Noticentral habló con la docente María Cristina Cabra Ayala, experta en derecho de autor, para indagar sobre los factores que inciden en su propagación y las estrategias para hacerle frente.

09 01 2017interna plagio

En los últimos años, los casos de plagio protagonizados por personalidades del ámbito político y por integrantes de prestigiosas instituciones educativas (tanto docentes como estudiantes) han puesto la violación del derecho de autor o ‘plagio’ entre algunas de las preocupaciones más acuciantes para las Universidades.

Sin duda, entre los factores determinantes en el surgimiento del ‘fenómeno del copie y pegue’ se encuentran la eficiencia con que la tecnología permite extraer y manipular información desde la red, una noción equivocada del libre uso y la gratuidad de los recursos que allí se encuentran, así como la idea de que la cantidad de datos alojados en internet es ilimitada e imposible de verificar.

A esto se suman aspectos directamente relacionados con la calidad de la formación intelectual y ética de los jóvenes, tanto dentro de la familia como de las instituciones, según señala María Cristina Cabra Ayala, docente de la Universidad Central y experta en derecho de autor, quien imparte las asignaturas de Propiedad Intelectual, Derecho Comercial II y Métodos Alternativos de Solución de Conflictos a estudiantes de 6.°, 7.° y  9° semestre del pregrado de Derecho, y es asesora de Derecho Público en el Consultorio Jurídico de la Universidad.

“Pensemos en los índices de lectura en Colombia (1,9 y 2,2 libros cada año). Si un estudiante no lee no tendrá la capacidad de generar un proceso creativo; la lectura desarrolla la creatividad y la capacidad de interpretar y dialogar con los textos, de esa manera no existe la necesidad de copiar”, asegura, enfatizando en que con la tecnología “es más fácil plagiar pero resulta igualmente más fácil detectar e identificar el plagio”.
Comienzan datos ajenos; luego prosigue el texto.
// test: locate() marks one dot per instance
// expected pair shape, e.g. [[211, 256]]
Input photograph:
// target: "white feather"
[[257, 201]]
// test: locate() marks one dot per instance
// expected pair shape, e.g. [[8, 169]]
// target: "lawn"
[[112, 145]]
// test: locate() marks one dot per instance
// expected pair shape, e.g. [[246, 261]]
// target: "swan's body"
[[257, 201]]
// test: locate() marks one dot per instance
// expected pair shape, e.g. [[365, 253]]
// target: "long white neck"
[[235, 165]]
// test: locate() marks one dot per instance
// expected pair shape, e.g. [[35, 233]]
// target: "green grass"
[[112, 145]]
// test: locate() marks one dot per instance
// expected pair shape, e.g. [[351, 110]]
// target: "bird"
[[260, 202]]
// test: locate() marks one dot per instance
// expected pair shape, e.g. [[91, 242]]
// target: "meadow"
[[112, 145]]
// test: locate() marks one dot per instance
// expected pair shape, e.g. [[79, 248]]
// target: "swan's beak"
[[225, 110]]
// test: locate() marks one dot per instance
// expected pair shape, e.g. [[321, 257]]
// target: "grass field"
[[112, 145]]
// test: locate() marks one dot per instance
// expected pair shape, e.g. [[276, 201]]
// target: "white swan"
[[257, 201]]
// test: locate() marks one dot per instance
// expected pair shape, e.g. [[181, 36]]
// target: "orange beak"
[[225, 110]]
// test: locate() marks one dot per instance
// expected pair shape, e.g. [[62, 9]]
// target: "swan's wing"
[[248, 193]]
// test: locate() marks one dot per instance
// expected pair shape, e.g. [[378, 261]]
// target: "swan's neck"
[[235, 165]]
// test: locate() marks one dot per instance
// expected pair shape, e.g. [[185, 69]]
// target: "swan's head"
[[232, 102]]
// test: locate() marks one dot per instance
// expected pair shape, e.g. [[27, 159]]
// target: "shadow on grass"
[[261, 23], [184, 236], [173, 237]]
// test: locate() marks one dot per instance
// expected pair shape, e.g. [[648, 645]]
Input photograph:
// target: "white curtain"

Por eso, cada vez más universidades de todo el mundo adquieren herramientas de software capaces de identificar el porcentaje de similitud de un texto con los contenidos alojados en la web, a fin de detectar el plagio en los trabajos de sus integrantes. Entre estas herramientas se encuentran iThenticate, Glatt Plagiarism, Ephorus, Writecheck y Turnitin, una de las más usadas.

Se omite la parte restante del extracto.